Salí de la secundaria temprano hoy, viernes, con algunas fichas en los bolsillos para ir a la miscelánea a jugar un rato en las maquinitas. Tenían una antigüedad con el legendario Snow Bros. (…)
Todos los rapaces estábamos entusiasmados con aquellos monitos de nieve que escupían energía, saltaban torpemente, convertían a sus enemigos en bolas de nieve, batallando contra demonios, sapos, calabazas fantasmales. Toda una odisea electrónica de la era nostálgica.
Ninguno de los ahí presentes presenció la caminata del Soldado, se rumoraba que estaba muerto, pero no era claro que muriera por la policía; ellos nunca matarían a alguien, no, claro que no. Mucho menos a un delincuente como él, que trabaja para el mejor postor. Estaba pedo, bastante perdido, si acaso no caía de repente, era porque un poder sobrenatural lo poseía. Fue ahí entonces, en esa visión que vi que era un fantasma; sentí lo mismo cuando observé al Samurái en el otro lado de la acera. Todo mi campo de visión era ahora en widescreen y la percepción corneal se agudizó hacia el costado, tiñéndose además de grises intensos los colores de la imagen.
Atrás distintos murmullos alcanzaba a escucharse:—El Soldado retó al Samurái a un duelo a muerte.

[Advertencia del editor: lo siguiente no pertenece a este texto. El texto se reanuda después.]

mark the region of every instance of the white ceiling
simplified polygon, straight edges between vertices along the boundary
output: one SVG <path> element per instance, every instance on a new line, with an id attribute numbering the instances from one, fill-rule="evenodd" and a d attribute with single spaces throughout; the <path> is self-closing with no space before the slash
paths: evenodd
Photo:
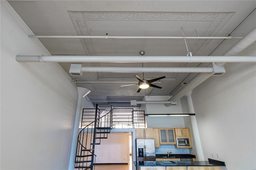
<path id="1" fill-rule="evenodd" d="M 204 1 L 8 1 L 36 35 L 182 36 L 227 36 L 256 8 L 255 0 Z M 243 37 L 256 26 L 255 13 L 232 34 Z M 184 39 L 39 38 L 54 55 L 185 56 Z M 193 55 L 208 55 L 221 39 L 187 39 Z M 226 40 L 212 55 L 221 55 L 239 39 Z M 136 52 L 124 53 L 124 52 Z M 38 54 L 40 55 L 40 54 Z M 22 55 L 22 54 L 19 54 Z M 68 73 L 71 63 L 60 63 Z M 144 67 L 197 67 L 199 63 L 144 63 Z M 200 65 L 205 66 L 207 63 Z M 141 63 L 83 63 L 83 66 L 142 67 Z M 134 81 L 142 73 L 84 73 L 72 76 L 78 81 Z M 77 83 L 88 89 L 92 101 L 141 100 L 145 95 L 169 95 L 181 83 L 196 73 L 145 73 L 147 79 L 165 76 L 162 89 L 150 87 L 136 93 L 137 85 L 130 83 Z M 100 105 L 126 106 L 129 103 L 94 102 Z M 118 105 L 118 104 L 119 105 Z M 126 104 L 127 105 L 125 105 Z"/>

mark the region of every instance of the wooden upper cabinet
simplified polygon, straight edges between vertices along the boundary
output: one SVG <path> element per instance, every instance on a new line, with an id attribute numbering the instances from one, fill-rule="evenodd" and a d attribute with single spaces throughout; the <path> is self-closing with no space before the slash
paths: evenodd
<path id="1" fill-rule="evenodd" d="M 135 129 L 136 139 L 153 139 L 153 128 L 138 128 Z"/>
<path id="2" fill-rule="evenodd" d="M 153 135 L 154 138 L 155 139 L 155 147 L 160 148 L 161 146 L 159 140 L 159 129 L 158 128 L 153 128 Z"/>
<path id="3" fill-rule="evenodd" d="M 188 138 L 189 143 L 190 145 L 189 146 L 180 146 L 175 145 L 175 147 L 181 148 L 192 148 L 192 143 L 190 138 L 190 133 L 189 131 L 189 128 L 175 128 L 176 138 Z"/>
<path id="4" fill-rule="evenodd" d="M 176 136 L 190 136 L 189 128 L 175 128 Z"/>
<path id="5" fill-rule="evenodd" d="M 159 134 L 160 144 L 176 144 L 174 128 L 160 128 Z"/>

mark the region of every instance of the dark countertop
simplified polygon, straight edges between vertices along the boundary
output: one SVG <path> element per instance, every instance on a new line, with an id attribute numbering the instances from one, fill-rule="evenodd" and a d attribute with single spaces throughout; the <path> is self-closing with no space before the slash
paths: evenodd
<path id="1" fill-rule="evenodd" d="M 136 166 L 225 166 L 208 161 L 134 161 Z"/>
<path id="2" fill-rule="evenodd" d="M 156 158 L 163 158 L 167 156 L 167 154 L 156 154 Z M 169 158 L 196 158 L 196 156 L 191 154 L 170 154 Z"/>

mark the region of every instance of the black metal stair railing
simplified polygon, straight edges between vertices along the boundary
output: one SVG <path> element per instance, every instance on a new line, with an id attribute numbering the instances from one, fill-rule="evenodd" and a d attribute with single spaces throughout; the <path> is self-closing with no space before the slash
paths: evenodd
<path id="1" fill-rule="evenodd" d="M 102 139 L 108 138 L 112 128 L 113 108 L 100 117 L 100 109 L 96 105 L 94 121 L 87 125 L 78 134 L 76 144 L 75 168 L 93 170 L 96 155 L 95 145 L 100 144 Z"/>

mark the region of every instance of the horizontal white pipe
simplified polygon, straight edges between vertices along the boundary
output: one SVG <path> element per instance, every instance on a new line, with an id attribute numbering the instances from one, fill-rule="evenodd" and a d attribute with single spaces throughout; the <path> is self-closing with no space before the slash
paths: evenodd
<path id="1" fill-rule="evenodd" d="M 68 56 L 42 55 L 43 62 L 58 63 L 213 63 L 256 62 L 256 56 Z M 37 55 L 17 55 L 18 62 L 40 62 Z"/>
<path id="2" fill-rule="evenodd" d="M 230 57 L 230 59 L 235 57 L 236 56 L 228 56 L 233 55 L 236 55 L 239 53 L 242 50 L 249 46 L 256 41 L 256 28 L 253 29 L 248 34 L 242 39 L 236 45 L 232 47 L 229 50 L 226 52 L 224 55 L 220 56 L 223 58 L 226 58 Z M 227 56 L 228 55 L 228 56 Z M 236 56 L 237 57 L 237 56 Z M 255 57 L 252 58 L 255 62 Z M 241 58 L 241 59 L 242 57 Z M 232 62 L 232 61 L 231 61 Z M 245 61 L 241 61 L 241 62 L 247 62 Z M 218 66 L 222 66 L 225 63 L 229 62 L 228 61 L 217 61 L 213 62 L 215 63 L 215 65 Z M 198 74 L 192 80 L 191 80 L 184 87 L 180 89 L 178 92 L 176 93 L 173 96 L 169 99 L 169 101 L 171 100 L 172 101 L 176 101 L 177 100 L 180 99 L 184 95 L 186 95 L 188 93 L 196 88 L 199 85 L 203 82 L 205 80 L 206 80 L 209 77 L 212 76 L 211 73 L 202 73 Z"/>
<path id="3" fill-rule="evenodd" d="M 256 28 L 255 28 L 248 34 L 223 54 L 224 56 L 235 55 L 238 54 L 245 48 L 250 45 L 256 41 Z M 224 62 L 216 63 L 218 66 L 222 66 L 225 64 Z"/>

—Que al Samurái lo contrataron los mismos sicarios que contrataron al Soldado para que entre los dos se mataran.
—Se disputan la plaza.
—Que el Soldado mató a la viejecita que le daba trabajo al Samurái.
—¡Miren, la trae en su carrito de quelites!
La anciana era un pequeño bulto, su rostro estaba bañado de sangre, la cobija que la resguardaba también. Dio unos pasos firmes, no muy rápidos, pero tampoco lentos, seguros hacia el Soldado; éste temblaba como un coyote, sacó de su pantalón un revolver y le descerrajó tres tiros. El otro los recibió de pleno, continuó hacia el Soldado y lo decapitó con un fino tajo de su machete.
Del torso el cómico chorro de sangre salió disparado hacia el aire. El cuerpo cayó al suelo. Con los tobillos el Samurái giró hacia nosotros, su respiración era agitada, su frente estaba empapada de sudor, igual que su pelo. Levantó el machete en noventa grados y con un grito se encajó el oxidado fierro en la boca del estómago. Como si no fuera suficiente, de su cadera una pequeña cantimplora colgaba, la tomó con suficiente fuerza, la destapó y se mojó; sacó un encendedor y un fuego naranja, de negro humo, lo envolvió.
Pasaron los días y las cosas cayeron bajo su propio peso, todo siguió igual, lo que había pasado era ya anécdota para otras generaciones. A nosotros todavía nos quedaban más noches bajo las estrellas, rodeando el tambo de basura, calentándonos los huesos. (?¡% + *}{*) Error de discontinuidad, revisar las aplicaciones pendientes.